Isto inclui “completar uma família”, prover uma companhia para um outro filho, agradar avós,
melhorar um casamento, os benefícios financeiros e psicológicos que um filho adulto
proporciona aos seus pais envelhecidos, o preenchimento de quartos de uma nova casa
comprada, e até mesmo produzir um herdeiro. Todas essas razões envolvem os pais vendo os
seus filhos como meio de uma forma ou de outra, mesmo que não sejam vistos somente como
meios. Embora o Arcebispo Pierre d‟Ornellas (ou você ou eu) não veja estas razões como sendo
particularmente boas para conceber um filho, sua objeção, que é baseada na ideia de
instrumentalização abusiva, parece excessivamente restritiva em destacar, sem sucesso,
unicamente a seleção de embriões no intuito de conceber um bebê-medicamento; ao invés,
contaria contra várias instâncias (se não a maioria dos casos) de reprodução. A não ser que exista
um modo empírico de qualificar a “incorreção” dessas razões do “mais moralmente
questionável” ao “menos moralmente questionável” e de determinar onde a linha deve ser
demarcada (o que é altamente improvável), parece pouco razoável proibir a reprodução por
alguma razão, e não para outras razões.
Então isso significa que não existe justificação ética para proibir PGD tissular? Não
necessariamente. Outras objeções foram levantadas pelos bioconservadores que ainda não
foram discutidas aqui. Inclui-se argumentos relacionados a preocupações de segurança e
questões de danos e benefícios para os bebês-medicamento, e potenciais danos do PGD tissular
para a sociedade em larga escala (por exemplo, argumentos relativos ao aprimoramento e ao
“slippery slope principle”4, e a alocação e distribuição de recursos) embora eu tenha que
admitir que várias dessas objeções, pelo menos de uma perspectiva filosófica, parecem
problemáticas para mim. Ademais, embora eu tenha focado na doação de sangue do cordão
umbilical, existem objeções quanto à doação de órgão após o nascimento, e questões de
exploração e coerção de doação de órgãos sólidos não-renováveis (como rins). O que pode ser
dito, todavia, é que o argumento fornecido pelo Arcebispo Pierre d‟Ornellas é falho, e que
objeções apoiadas em ideias de instrumentalização abusiva não demonstram com sucesso que
as leis atuais da França de bioética, que permitem casos como o de Umut, devem ser mudadas.

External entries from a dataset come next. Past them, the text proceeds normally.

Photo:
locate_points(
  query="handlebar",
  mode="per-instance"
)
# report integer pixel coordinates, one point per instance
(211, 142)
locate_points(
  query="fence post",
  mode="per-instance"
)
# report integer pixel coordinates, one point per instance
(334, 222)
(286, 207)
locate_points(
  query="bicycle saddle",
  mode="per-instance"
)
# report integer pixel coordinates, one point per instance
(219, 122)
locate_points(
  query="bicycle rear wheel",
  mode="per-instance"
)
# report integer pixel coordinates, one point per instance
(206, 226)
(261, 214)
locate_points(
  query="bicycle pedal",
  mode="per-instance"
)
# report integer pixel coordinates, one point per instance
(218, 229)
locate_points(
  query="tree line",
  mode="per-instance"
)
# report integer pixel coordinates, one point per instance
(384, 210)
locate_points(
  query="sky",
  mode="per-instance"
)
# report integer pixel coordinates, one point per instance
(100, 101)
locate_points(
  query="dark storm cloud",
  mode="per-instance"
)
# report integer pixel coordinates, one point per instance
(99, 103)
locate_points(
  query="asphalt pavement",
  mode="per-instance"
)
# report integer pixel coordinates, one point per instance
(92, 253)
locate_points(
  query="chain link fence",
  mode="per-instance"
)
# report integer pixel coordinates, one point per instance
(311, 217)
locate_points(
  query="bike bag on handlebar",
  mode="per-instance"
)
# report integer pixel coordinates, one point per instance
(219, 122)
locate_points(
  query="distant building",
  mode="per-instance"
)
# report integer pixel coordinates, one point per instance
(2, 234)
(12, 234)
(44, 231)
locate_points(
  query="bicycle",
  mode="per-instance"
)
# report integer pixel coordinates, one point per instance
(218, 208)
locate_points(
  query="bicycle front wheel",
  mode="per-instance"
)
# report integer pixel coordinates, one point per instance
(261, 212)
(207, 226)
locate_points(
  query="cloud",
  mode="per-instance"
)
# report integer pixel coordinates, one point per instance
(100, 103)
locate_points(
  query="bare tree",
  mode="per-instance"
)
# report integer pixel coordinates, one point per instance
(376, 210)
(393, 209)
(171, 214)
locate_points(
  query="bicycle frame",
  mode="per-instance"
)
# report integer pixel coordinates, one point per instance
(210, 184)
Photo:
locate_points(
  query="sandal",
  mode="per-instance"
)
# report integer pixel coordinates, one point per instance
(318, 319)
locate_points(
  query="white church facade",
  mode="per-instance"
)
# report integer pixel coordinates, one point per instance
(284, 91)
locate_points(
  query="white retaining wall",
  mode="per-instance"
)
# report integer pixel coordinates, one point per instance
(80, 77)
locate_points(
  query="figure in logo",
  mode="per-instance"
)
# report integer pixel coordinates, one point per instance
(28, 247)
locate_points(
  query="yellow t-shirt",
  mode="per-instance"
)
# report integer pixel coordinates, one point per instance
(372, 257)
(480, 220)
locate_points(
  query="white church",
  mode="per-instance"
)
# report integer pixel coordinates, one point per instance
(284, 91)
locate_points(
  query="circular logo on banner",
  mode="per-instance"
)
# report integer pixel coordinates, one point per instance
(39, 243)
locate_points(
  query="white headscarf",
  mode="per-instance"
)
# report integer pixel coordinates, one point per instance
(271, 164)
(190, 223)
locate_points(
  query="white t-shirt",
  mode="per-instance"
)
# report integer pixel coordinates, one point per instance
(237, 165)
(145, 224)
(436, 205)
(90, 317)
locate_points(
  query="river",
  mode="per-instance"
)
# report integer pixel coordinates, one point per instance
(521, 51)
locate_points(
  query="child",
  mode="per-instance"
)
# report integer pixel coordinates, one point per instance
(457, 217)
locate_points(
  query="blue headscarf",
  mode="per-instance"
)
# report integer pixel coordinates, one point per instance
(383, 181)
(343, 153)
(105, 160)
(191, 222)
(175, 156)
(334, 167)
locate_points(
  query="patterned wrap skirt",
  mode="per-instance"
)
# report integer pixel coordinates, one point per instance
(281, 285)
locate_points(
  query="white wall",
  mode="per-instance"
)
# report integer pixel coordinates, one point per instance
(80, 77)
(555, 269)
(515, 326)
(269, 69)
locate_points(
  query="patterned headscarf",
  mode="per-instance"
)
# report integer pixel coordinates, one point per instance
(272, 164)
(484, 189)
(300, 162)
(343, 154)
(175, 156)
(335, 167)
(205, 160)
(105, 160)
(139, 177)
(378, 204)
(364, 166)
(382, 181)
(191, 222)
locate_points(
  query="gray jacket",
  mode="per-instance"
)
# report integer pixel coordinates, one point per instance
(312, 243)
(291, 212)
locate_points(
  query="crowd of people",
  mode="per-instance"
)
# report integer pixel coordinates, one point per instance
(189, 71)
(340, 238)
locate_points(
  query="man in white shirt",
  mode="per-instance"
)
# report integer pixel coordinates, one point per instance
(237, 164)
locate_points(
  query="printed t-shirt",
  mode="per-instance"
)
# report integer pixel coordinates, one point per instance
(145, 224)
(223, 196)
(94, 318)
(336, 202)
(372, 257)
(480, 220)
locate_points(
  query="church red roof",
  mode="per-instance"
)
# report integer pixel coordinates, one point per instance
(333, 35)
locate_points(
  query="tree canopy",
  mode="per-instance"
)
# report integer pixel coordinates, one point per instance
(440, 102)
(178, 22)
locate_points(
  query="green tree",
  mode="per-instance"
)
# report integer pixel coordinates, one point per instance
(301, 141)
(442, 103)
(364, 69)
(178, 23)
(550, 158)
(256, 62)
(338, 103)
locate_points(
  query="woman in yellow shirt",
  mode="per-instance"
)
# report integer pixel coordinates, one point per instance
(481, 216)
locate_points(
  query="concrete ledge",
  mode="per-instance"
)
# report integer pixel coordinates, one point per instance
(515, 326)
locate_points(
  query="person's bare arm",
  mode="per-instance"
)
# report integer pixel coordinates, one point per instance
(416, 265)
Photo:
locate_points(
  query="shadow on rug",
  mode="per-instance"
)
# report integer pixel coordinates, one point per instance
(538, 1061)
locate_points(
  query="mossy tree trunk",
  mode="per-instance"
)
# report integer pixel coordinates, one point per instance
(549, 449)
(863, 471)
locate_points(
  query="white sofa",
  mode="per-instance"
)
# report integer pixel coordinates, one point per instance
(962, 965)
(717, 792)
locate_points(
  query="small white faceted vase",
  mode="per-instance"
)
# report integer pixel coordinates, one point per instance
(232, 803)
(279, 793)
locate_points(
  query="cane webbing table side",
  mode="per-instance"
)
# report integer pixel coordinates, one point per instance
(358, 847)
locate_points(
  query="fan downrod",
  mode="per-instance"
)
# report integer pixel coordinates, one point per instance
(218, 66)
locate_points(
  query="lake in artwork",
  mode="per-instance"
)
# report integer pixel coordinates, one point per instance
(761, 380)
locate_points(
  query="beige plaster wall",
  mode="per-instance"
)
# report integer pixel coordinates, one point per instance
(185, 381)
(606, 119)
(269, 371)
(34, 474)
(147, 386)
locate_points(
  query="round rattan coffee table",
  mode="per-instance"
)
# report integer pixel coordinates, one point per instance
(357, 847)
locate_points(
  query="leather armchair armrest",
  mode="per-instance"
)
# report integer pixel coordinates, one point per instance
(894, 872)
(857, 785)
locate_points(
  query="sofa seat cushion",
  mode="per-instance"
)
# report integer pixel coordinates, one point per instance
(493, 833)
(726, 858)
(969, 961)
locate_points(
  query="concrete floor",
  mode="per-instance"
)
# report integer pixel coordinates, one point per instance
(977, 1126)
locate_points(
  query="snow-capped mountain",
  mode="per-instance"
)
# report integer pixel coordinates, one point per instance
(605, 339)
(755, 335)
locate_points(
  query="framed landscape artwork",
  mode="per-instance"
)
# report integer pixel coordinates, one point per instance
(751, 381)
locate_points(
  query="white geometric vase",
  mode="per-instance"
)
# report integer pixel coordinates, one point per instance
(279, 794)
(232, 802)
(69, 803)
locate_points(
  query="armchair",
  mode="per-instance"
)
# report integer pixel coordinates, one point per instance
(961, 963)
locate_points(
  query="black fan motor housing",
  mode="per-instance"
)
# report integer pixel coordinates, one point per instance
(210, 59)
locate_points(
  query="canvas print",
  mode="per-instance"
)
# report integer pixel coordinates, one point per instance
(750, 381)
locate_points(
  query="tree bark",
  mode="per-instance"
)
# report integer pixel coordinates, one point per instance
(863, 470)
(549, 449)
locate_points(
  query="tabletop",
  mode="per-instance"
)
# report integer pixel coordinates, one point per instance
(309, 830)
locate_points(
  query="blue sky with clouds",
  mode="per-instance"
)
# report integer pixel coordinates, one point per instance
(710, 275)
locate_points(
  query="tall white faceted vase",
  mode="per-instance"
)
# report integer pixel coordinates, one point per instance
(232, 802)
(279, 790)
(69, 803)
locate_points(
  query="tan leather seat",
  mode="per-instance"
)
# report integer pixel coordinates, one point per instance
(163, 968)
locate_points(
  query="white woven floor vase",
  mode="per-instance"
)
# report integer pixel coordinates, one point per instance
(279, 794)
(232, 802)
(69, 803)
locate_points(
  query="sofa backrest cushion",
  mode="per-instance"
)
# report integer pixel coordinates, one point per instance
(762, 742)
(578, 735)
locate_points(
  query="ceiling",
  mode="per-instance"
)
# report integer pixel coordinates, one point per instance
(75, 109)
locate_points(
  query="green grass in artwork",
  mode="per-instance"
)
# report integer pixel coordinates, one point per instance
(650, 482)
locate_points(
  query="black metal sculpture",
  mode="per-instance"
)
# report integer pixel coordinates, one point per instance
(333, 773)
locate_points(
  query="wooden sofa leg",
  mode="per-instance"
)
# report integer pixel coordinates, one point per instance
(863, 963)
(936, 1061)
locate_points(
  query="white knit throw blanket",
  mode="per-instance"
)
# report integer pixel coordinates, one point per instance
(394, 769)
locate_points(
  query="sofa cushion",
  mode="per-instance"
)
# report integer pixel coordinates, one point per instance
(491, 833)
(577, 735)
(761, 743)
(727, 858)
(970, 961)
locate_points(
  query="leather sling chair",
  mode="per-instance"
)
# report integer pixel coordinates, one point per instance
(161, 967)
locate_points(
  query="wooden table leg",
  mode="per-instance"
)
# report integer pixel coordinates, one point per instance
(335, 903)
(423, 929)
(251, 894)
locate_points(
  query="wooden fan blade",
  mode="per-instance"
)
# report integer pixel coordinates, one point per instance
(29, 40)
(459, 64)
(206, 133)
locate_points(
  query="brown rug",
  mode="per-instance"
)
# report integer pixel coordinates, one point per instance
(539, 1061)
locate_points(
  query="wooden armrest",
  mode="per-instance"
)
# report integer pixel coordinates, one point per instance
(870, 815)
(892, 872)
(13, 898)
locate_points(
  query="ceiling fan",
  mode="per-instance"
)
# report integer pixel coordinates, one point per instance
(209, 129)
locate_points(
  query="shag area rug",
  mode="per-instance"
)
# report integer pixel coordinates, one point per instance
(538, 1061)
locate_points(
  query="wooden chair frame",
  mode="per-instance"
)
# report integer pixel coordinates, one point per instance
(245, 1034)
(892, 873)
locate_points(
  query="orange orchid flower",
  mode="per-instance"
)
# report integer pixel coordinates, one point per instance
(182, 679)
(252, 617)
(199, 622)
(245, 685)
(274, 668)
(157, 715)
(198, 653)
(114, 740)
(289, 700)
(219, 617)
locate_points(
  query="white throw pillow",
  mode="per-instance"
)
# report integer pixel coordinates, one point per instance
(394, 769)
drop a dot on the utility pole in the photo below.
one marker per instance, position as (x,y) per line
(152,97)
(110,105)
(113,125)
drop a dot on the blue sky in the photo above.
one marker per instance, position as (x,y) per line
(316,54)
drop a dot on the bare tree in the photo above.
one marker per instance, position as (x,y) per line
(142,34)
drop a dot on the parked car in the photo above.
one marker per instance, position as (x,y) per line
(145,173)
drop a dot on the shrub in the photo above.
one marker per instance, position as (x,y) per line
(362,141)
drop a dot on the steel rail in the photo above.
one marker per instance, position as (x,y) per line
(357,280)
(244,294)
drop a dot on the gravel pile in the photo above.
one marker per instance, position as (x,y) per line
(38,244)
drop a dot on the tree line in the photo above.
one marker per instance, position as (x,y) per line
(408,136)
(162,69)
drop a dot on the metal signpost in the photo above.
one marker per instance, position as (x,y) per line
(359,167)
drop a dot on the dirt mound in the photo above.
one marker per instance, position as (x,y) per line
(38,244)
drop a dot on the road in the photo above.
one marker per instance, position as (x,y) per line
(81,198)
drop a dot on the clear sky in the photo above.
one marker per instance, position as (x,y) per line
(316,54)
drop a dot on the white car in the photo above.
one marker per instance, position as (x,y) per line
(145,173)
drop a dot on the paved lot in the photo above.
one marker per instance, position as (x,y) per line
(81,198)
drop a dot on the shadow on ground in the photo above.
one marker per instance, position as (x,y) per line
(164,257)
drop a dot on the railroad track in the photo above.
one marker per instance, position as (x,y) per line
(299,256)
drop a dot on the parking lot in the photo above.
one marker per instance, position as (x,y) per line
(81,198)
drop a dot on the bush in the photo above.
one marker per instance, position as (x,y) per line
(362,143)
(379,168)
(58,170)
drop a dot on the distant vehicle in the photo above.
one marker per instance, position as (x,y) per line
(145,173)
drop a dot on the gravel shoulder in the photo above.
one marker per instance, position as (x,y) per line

Cabe aos bioconservadores e proibicionistas desenvolverem uma justificação ética adequada
para a proibição de PGD tissular, e de demonstrar que tais justificativas se sobrepõem, não
somente a criação de uma criança saudável, mas também a razões para querer salvar uma vida
de uma criança doente.
4
Nota do Tradutor: Este princípio refere-se a um argumento de que todo “relaxamento” de uma restrição imposta
constitucionalmente é um convite para justificar algum outro “relaxamento” mais amplo desta restrição.